Changement de présidence, démissions... que se passe-t-il à la Commission sur l'inceste ?

Publié le 15 décembre 2023 à 16h15

Source : JT 20h Semaine

Alors que le sort de la Commission sur l'inceste était en suspens, le gouvernement a décidé de son maintien ce lundi 11 décembre.
Sa présidence a été néanmoins changée, provoquant la colère d'une partie des membres de cette commission.
11 d'entre eux ont annoncé leur démission.

Des changements qui ne passent pas. Ce lundi 11 décembre, le gouvernement a acté le maintien de la Commission indépendante sur l'inceste et les violences sexuelles faites aux enfants (Ciivise), dont le travail devait théoriquement prendre fin le 31 décembre 2023. Sa présidence a néanmoins été changée, le juge Edouard Durand étant remplacé par l'ex-rugbyman Sébastien Boueilh. 

Une "éviction" dénoncée par plusieurs membres de la Ciivise, qui ont déposé leur démission, craignant que ce changement de présidence annonce "un affaiblissement de la lutte contre l'inceste". Explications.

Le maintien de la Ciivise

La Ciivise a vu le jour en mars 2021 dans le sillage de la publication du livre "La Familia Grande" de Camille Kouchner, accusant son beau-père, le politologue Olivier Duhamel, de viols sur son frère jumeau. Le livre provoque l'émergence de milliers de témoignages sous le hashtag #MeTooinceste et ouvre la nécessité d'une prise en charge de la parole des enfants victimes de violences sexuelles, ce que la commission s'efforce de faire. 

En l'espace de deux ans, la Ciivise recueille près de 30.000 témoignages et rendu au gouvernement un rapport de 82 recommandations pour lutter contre ce "crime de masse" qui touche, selon elle, 160.000 enfants chaque année. Si son travail était salué, mais le sort de la commission était en suspens, son mandat devant se terminer le 31 décembre 2023. Ce lundi 11 décembre, la secrétaire d'État à l'Enfance, Charlotte Caubel, a finalement maintenu la commission tout en dévoilant plusieurs changements.

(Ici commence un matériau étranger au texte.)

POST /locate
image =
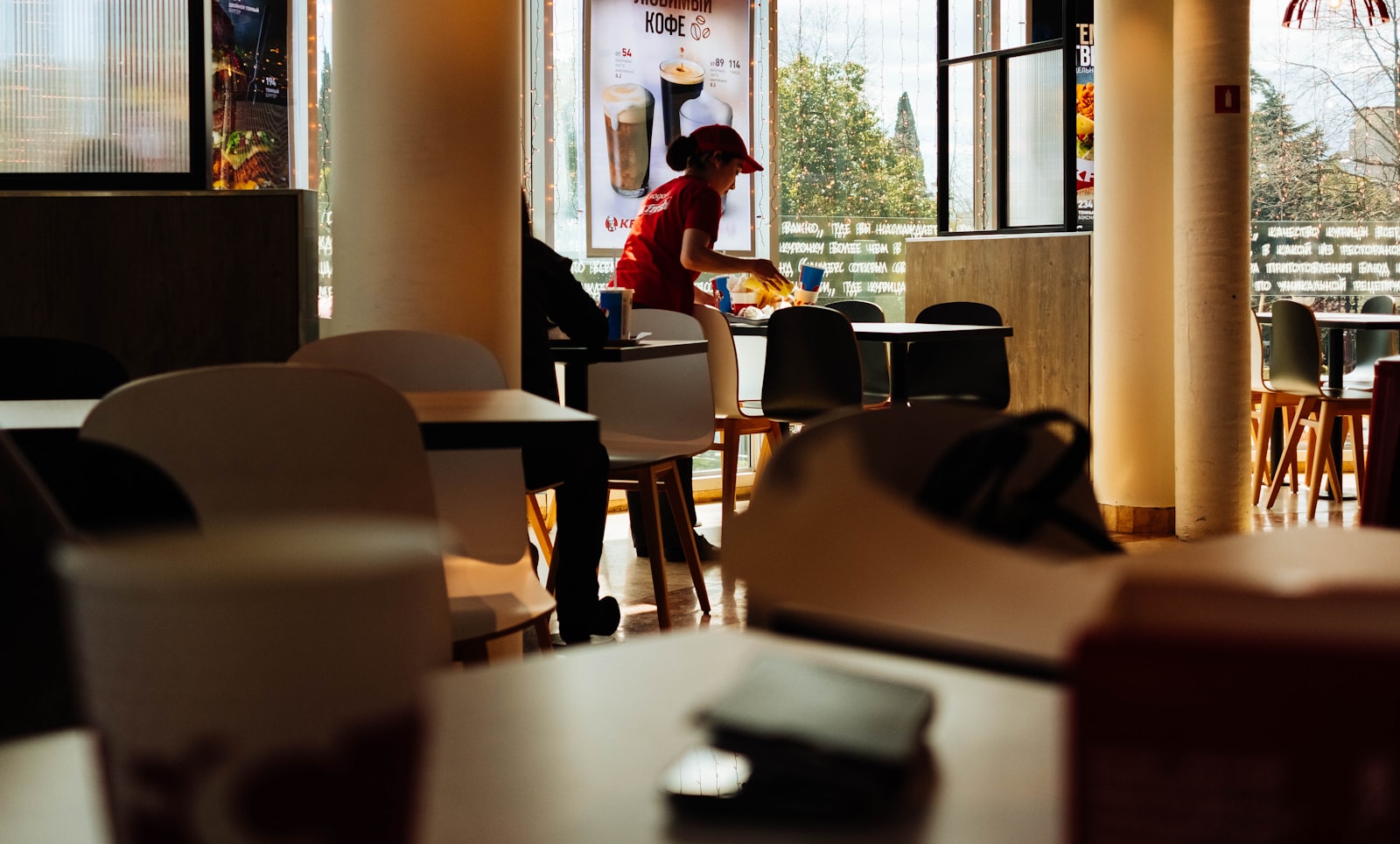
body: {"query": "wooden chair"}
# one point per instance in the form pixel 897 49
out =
pixel 259 440
pixel 35 368
pixel 732 417
pixel 1295 369
pixel 812 365
pixel 426 361
pixel 1264 401
pixel 651 412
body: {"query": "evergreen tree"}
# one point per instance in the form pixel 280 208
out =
pixel 833 158
pixel 1294 177
pixel 906 133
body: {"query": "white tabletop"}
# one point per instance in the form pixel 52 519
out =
pixel 571 749
pixel 51 791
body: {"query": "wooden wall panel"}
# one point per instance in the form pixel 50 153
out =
pixel 163 279
pixel 1040 285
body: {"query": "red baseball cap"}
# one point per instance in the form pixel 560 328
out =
pixel 718 137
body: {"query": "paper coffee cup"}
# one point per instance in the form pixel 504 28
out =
pixel 256 685
pixel 742 299
pixel 618 303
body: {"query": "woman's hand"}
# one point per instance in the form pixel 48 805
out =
pixel 765 270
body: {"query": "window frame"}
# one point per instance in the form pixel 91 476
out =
pixel 998 135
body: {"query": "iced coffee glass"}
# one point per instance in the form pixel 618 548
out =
pixel 627 112
pixel 681 81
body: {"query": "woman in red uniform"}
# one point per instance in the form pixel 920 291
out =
pixel 671 243
pixel 672 239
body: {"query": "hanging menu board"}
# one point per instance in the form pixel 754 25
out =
pixel 658 69
pixel 1084 114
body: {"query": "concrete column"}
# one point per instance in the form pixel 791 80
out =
pixel 1211 267
pixel 427 170
pixel 1131 412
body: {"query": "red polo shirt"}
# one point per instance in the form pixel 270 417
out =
pixel 650 260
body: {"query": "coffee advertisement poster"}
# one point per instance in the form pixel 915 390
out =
pixel 658 69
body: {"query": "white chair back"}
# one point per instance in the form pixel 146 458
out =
pixel 724 362
pixel 261 440
pixel 480 492
pixel 650 410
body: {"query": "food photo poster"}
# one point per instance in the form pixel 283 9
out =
pixel 658 69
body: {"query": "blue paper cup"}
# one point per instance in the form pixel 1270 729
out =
pixel 611 300
pixel 721 289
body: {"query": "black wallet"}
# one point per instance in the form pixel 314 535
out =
pixel 808 722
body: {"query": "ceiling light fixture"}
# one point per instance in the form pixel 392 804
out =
pixel 1334 14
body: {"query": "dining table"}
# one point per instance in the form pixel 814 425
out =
pixel 896 335
pixel 578 358
pixel 1337 326
pixel 503 760
pixel 448 419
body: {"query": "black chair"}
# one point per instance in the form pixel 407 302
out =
pixel 42 368
pixel 34 645
pixel 1371 345
pixel 812 365
pixel 970 370
pixel 874 355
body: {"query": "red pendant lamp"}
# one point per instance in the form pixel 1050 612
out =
pixel 1334 14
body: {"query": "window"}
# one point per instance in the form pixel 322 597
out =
pixel 1012 151
pixel 98 95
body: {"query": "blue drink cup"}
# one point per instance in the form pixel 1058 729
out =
pixel 721 289
pixel 615 302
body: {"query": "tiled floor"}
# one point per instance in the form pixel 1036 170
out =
pixel 627 578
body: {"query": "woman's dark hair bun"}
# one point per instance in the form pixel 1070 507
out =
pixel 681 151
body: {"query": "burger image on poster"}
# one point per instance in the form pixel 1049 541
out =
pixel 704 111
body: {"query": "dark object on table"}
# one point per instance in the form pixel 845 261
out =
pixel 816 738
pixel 37 368
pixel 812 365
pixel 972 370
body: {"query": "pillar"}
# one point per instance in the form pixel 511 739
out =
pixel 1131 340
pixel 1211 107
pixel 426 179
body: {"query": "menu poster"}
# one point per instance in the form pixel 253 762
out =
pixel 251 95
pixel 660 69
pixel 1082 39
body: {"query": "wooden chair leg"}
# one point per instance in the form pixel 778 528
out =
pixel 1290 461
pixel 651 524
pixel 1320 454
pixel 1358 452
pixel 539 524
pixel 671 482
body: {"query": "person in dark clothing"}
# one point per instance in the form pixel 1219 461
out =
pixel 552 296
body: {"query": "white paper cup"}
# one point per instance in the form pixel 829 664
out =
pixel 263 683
pixel 742 299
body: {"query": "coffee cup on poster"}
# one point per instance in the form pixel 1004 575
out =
pixel 704 111
pixel 616 302
pixel 681 81
pixel 627 116
pixel 238 676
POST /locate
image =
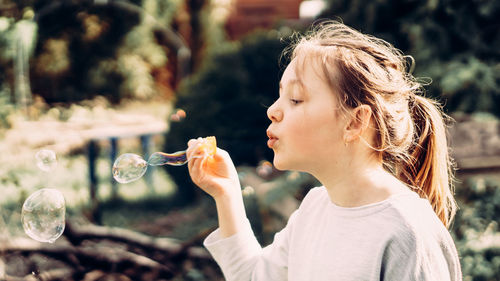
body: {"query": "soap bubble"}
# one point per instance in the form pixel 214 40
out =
pixel 178 116
pixel 129 167
pixel 43 215
pixel 46 160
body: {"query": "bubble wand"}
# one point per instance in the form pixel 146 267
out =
pixel 130 167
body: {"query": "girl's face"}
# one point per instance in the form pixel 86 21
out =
pixel 307 126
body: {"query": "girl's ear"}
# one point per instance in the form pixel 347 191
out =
pixel 358 122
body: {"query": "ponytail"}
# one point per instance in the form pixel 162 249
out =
pixel 429 167
pixel 411 136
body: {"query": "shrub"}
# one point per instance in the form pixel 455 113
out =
pixel 228 98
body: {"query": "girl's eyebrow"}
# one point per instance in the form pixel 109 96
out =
pixel 291 81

Une nouvelle feuille de route

Alors que la Commission sur l'inceste était présidée jusque-là par le juge des enfants Edouard Durand et Nathalie Mathieu, c'est l'ancien rugbyman Sébastien Boueilh, fondateur de l'association "Colosse aux pieds d'argile", qui lutte contre les violences sexuelles dans le milieu sportif, qui a pris sa tête. Il mènera cette mission aux côtés d'une vice-présidente, l'experte judiciaire Caroline Rey-Salmon.

La feuille de route de la commission a également changé. En plus de l'inceste, elle se penchera sur la prise en charge des mineurs, victimes de prostitution ou de pédocriminalité en ligne, la prise en charge des auteurs de violences sexuelles sur mineurs et la formation des professionnels au contact des enfants "aux gestes les plus protecteurs", a détaillé un communiqué du gouvernement.

Ces changements n'ont pas été vus d'un bon œil par la plupart des membres de la Ciivise. Dans un communiqué, onze d'entre eux, soit la moitié des personnes qui composent cette commission, ont annoncé leur démission, en signe de protestation. Mettant en avant l'"espace de parole et de réflexion" qui a été créé grâce au travail de la commission, les signataires ont déploré que "les deux coprésident.es n’aient pas été préalablement informé.es ni du maintien de la CIIVISE, ni de la nomination de Sébastien Boueilh, et donc de l’éviction d’Edouard Durand (...). Nous dénonçons ce silence en réponse à nos sollicitations." Associations et experts plaidaient effectivement pour un maintien du juge à la tête de la commission, notamment dans un souci de continuité pour les victimes.

"On a l'impression qu'on cherche à mettre un couvercle sur la libération de la parole que la Ciivise a entraînée", a estimé à l'AFP Laurent Boyet, fondateur d'une association de victimes et membre démissionnaire, à propos du changement de présidence. Le juge Edouard Durand était apprécié pour son indépendance et son franc-parler. Mais son aura médiatique et la mise en cause répétée des dysfonctionnements du traitement judiciaire des violences sexuelles agaçaient, selon des observateurs.

Ancien président de la Commission sur les abus sexuels dans l'Église, Jean-Marc Sauvé a également fait part de son "incompréhension" dans la Croix. 

"C'est une étrange manière de dire merci que d'évincer aussi brutalement les responsables de ce travail". "Nous craignons que cela marque un affaiblissement de la lutte contre l'inceste, qui n'est plus au cœur de la feuille de route de la Ciivise", a par ailleurs indiqué la psychiatre Muriel Salmona.